L'opposition avait annulé la manifestation contre Vladimir Poutine prévue à l'origine pour la remplacer par cette marche dont les participants ont traversé le centre de Moscou avant de rejoindre l'endroit où Boris Nemtsov a été tué de quatre balles dans le dos.

Le pont sur lequel l'opposant âgé de 55 ans a été abattu pendant qu'il se promenait à pied avec une jeune femme venue d'Ukraine et présentée comme sa compagne était recouvert de fleurs, de bougies, de photos et de messages apportés par des personnalités connues et une foule d'anonymes.

- Paris, Kiev et Budapest -

A Saint-Pétersbourg, la deuxième ville de Russie, plus de 6.000 personnes se sont rassemblées pour honorer sa mémoire.

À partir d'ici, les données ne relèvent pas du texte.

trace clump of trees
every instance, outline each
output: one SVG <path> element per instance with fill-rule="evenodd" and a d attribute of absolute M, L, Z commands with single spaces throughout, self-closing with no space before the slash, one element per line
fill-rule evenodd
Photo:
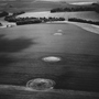
<path fill-rule="evenodd" d="M 84 20 L 84 19 L 77 19 L 77 18 L 69 18 L 68 21 L 99 25 L 99 21 Z"/>
<path fill-rule="evenodd" d="M 0 18 L 2 18 L 2 16 L 7 16 L 7 15 L 9 15 L 9 13 L 6 12 L 6 11 L 3 11 L 3 12 L 0 13 Z"/>
<path fill-rule="evenodd" d="M 64 18 L 16 18 L 15 15 L 6 16 L 4 20 L 8 22 L 15 22 L 18 25 L 43 23 L 50 21 L 65 21 Z"/>
<path fill-rule="evenodd" d="M 2 23 L 0 23 L 0 26 L 2 26 Z"/>
<path fill-rule="evenodd" d="M 20 15 L 20 14 L 23 14 L 25 13 L 24 11 L 21 11 L 21 12 L 14 12 L 12 15 Z"/>
<path fill-rule="evenodd" d="M 99 12 L 99 4 L 92 3 L 91 6 L 72 6 L 66 8 L 55 8 L 52 9 L 51 12 L 75 12 L 75 11 L 98 11 Z"/>
<path fill-rule="evenodd" d="M 99 13 L 99 3 L 92 3 L 92 6 L 95 6 L 95 11 Z"/>

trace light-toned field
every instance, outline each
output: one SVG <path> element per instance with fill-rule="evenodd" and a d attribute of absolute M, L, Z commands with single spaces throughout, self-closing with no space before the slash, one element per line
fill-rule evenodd
<path fill-rule="evenodd" d="M 63 35 L 54 35 L 58 30 Z M 43 62 L 46 56 L 62 61 Z M 1 99 L 99 99 L 95 94 L 99 92 L 98 77 L 98 34 L 69 23 L 0 29 Z M 34 78 L 53 79 L 55 90 L 26 90 L 26 82 Z"/>
<path fill-rule="evenodd" d="M 55 16 L 55 18 L 65 18 L 68 20 L 68 18 L 78 18 L 78 19 L 85 19 L 85 20 L 92 20 L 92 21 L 99 21 L 99 13 L 94 11 L 85 11 L 85 12 L 57 12 L 57 13 L 51 13 L 50 11 L 42 11 L 42 12 L 26 12 L 24 14 L 19 15 L 20 18 L 48 18 L 48 16 Z"/>

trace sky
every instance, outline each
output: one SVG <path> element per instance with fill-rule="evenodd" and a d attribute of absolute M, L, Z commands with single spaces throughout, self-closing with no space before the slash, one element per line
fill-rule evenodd
<path fill-rule="evenodd" d="M 34 1 L 34 0 L 0 0 L 0 1 Z M 40 1 L 42 1 L 42 0 L 40 0 Z M 44 0 L 44 1 L 78 1 L 78 2 L 80 2 L 80 1 L 82 1 L 82 2 L 85 2 L 85 1 L 92 2 L 94 1 L 95 2 L 95 1 L 99 1 L 99 0 Z"/>

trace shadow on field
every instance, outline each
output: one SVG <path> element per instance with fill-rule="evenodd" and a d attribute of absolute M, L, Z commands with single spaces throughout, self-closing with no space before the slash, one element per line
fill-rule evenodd
<path fill-rule="evenodd" d="M 16 58 L 10 56 L 11 53 L 20 52 L 24 48 L 30 47 L 34 43 L 31 38 L 15 38 L 8 40 L 4 38 L 4 34 L 0 34 L 0 78 L 2 79 L 2 74 L 6 76 L 9 72 L 8 67 L 16 62 Z M 0 79 L 0 82 L 2 81 Z"/>
<path fill-rule="evenodd" d="M 35 44 L 31 38 L 7 40 L 2 38 L 3 36 L 3 34 L 0 35 L 0 53 L 15 53 Z"/>

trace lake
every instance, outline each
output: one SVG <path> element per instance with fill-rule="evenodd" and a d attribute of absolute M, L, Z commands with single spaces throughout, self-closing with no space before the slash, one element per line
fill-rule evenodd
<path fill-rule="evenodd" d="M 58 32 L 62 35 L 54 35 Z M 62 59 L 44 62 L 47 56 Z M 0 29 L 1 85 L 47 78 L 56 82 L 55 89 L 99 92 L 98 77 L 99 34 L 69 23 Z"/>

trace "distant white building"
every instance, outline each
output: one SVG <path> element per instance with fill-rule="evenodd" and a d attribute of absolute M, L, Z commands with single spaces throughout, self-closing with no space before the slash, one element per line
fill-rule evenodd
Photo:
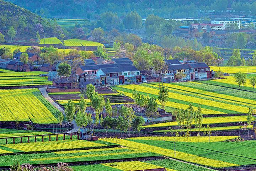
<path fill-rule="evenodd" d="M 225 26 L 222 24 L 191 24 L 191 28 L 198 29 L 201 28 L 203 30 L 209 30 L 210 29 L 213 30 L 225 30 Z"/>
<path fill-rule="evenodd" d="M 236 23 L 238 26 L 238 28 L 240 29 L 240 21 L 236 20 L 214 20 L 212 21 L 212 24 L 222 24 L 225 26 L 226 26 L 228 24 Z"/>

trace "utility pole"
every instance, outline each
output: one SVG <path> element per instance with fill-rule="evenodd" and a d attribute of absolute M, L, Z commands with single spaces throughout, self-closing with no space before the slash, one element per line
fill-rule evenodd
<path fill-rule="evenodd" d="M 174 142 L 174 157 L 176 157 L 176 146 L 175 142 Z"/>

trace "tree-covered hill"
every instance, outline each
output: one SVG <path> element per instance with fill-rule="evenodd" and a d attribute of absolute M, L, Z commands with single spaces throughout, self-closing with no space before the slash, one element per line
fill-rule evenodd
<path fill-rule="evenodd" d="M 37 32 L 41 36 L 45 33 L 51 36 L 53 25 L 27 10 L 0 0 L 0 32 L 4 35 L 6 40 L 11 39 L 8 31 L 12 27 L 16 33 L 12 38 L 28 40 L 35 38 Z M 57 27 L 58 25 L 55 26 Z"/>

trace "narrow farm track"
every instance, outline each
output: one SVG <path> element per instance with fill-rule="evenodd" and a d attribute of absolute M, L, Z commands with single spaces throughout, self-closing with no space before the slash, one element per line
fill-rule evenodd
<path fill-rule="evenodd" d="M 40 90 L 42 95 L 54 107 L 57 108 L 59 111 L 62 112 L 62 113 L 64 115 L 65 115 L 65 111 L 62 108 L 62 107 L 59 105 L 58 104 L 56 103 L 52 99 L 52 98 L 49 96 L 48 93 L 46 92 L 46 87 L 42 87 L 38 88 L 38 89 Z M 79 130 L 79 128 L 76 124 L 75 120 L 73 120 L 72 121 L 72 123 L 74 125 L 74 128 L 70 130 L 70 131 L 68 131 L 66 132 L 66 133 L 69 133 L 70 132 L 77 132 Z"/>
<path fill-rule="evenodd" d="M 215 169 L 213 169 L 210 168 L 209 168 L 209 167 L 207 167 L 203 166 L 201 166 L 201 165 L 197 165 L 197 164 L 193 164 L 193 163 L 190 163 L 190 162 L 186 162 L 186 161 L 182 161 L 182 160 L 179 160 L 176 159 L 173 159 L 173 158 L 172 158 L 170 157 L 166 157 L 166 156 L 165 157 L 166 157 L 166 158 L 168 158 L 168 159 L 171 159 L 171 160 L 175 160 L 175 161 L 178 161 L 179 162 L 182 162 L 182 163 L 186 163 L 186 164 L 190 164 L 190 165 L 193 165 L 193 166 L 199 166 L 199 167 L 203 167 L 203 168 L 204 168 L 207 169 L 210 169 L 211 170 L 213 170 L 213 171 L 214 170 L 214 171 L 217 171 L 218 170 L 215 170 Z"/>

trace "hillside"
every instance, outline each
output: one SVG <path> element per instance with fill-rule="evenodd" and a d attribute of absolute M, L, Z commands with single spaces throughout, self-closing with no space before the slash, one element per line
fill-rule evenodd
<path fill-rule="evenodd" d="M 4 35 L 6 40 L 11 39 L 7 32 L 12 26 L 16 32 L 15 39 L 27 40 L 28 38 L 35 38 L 37 31 L 41 35 L 43 32 L 50 34 L 52 27 L 49 22 L 35 14 L 12 3 L 0 0 L 0 32 Z"/>

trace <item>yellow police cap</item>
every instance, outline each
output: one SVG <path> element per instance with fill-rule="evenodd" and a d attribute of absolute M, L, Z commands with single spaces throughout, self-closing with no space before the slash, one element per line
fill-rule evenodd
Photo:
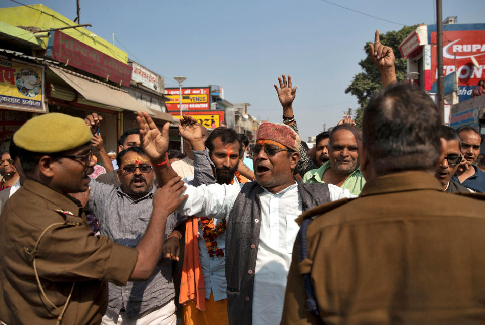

"Je porte un drapeau ukrainien parce que Nemtsov s'est battu pour mettre fin à la guerre en Ukraine. Et ils l'ont tué pour ça", a déclaré Vsevolod Nelaïev.

Des milliers de personnes lui ont également rendu hommage en province, notamment à Ekaterinbourg, dans l'Oural, et à Tomsk, en Sibérie, ainsi qu'à l'étranger, où des rassemblements ont été organisés à Paris, Kiev, Budapest, Varsovie et Vilnius.

Quelques heures avant d'être assassiné, M. Nemtsov, avait appelé sur les ondes de la radio Echo de Moscou à manifester dimanche contre ce qu'il avait appelé "l'agression de Vladimir Poutine" en Ukraine.

Son assassinat a été un choc brutal pour ses partisans et des milliers d'anonymes. Il a provoqué un concert de condamnations indignées dans la communauté internationale.

- Une enquête 'transparente' -

Le secrétaire d'Etat américain John Kerry a répété dimanche, sur la chaîne de télévision américaine ABC, que les Etats-Unis attendaient des autorités russes "l'enquête crédible et transparente qui permettra de savoir qui est derrière (le meurtre) et qui l'a commis".

Cette enquête devra être "acceptable autant pour le peuple russe qu'à l'échelon international", a insisté un responsable américain qui accompagne M. Kerry à Genève, où il doit notamment s'entretenir lundi avec le ministre russe des Affaires étrangères Sergueï Lavrov.

Le président Poutine s'est engagé formellement à ce que les assassins de Nemtsov soient châtiés. "Tout sera fait pour que les organisateurs et les exécutants de ce crime lâche et cynique reçoivent le châtiment qu'ils méritent", a-t-il affirmé.

Selon le Comité d’enquête de Moscou, le meurtre de l'ancien vice-Premier ministre du président Boris Eltsine a été "minutieusement planifié".

La police de Moscou a annoncé offrir une prime de trois millions de roubles (45.000 euros) pour toute information concernant le ou les meurtriers.

Les autorités ont déclaré étudier toutes les pistes: le crime politique comme la piste islamiste, Boris Nemtsov ayant reçu des menaces à la suite de son soutien au journal satirique français Charlie Hebdo. La piste d'un assassinat lié au conflit ukrainien a été également évoquée par les autorités.

Des proches de Boris Nemtsov ont indiqué qu'il était en train de préparer un rapport sur la présence de soldats russes dans l'est de l'Ukraine, alors que Moscou dément toute implication de ses troupes aux côtés des rebelles séparatistes.

- Une 'provocation' -

Le Kremlin a mis avant tout l'accent sur l'aspect "provocateur" de ce meurtre.

"Poutine a déclaré que cet assassinat brutal portait les marques d'un meurtre commandité et avait tout d'une provocation", a rapporté son porte-parole Dmitri Peskov aussitôt après l'assassinat.

Plusieurs opposants ont été tués ces dernières années en Russie, dont la militante des droits de l'Homme Natalia Estemirova en Tchétchénie et la journaliste Anna Politkovskaïa à Moscou. Les exécutants ont parfois été arrêtés et condamnés, mais pas les commanditaires.

Dans une interview début février au site internet Sobesednik.ru, Boris Nemtsov déclarait craindre "un peu" pour sa vie en raison de ses prises de position contre Vladimir Poutine.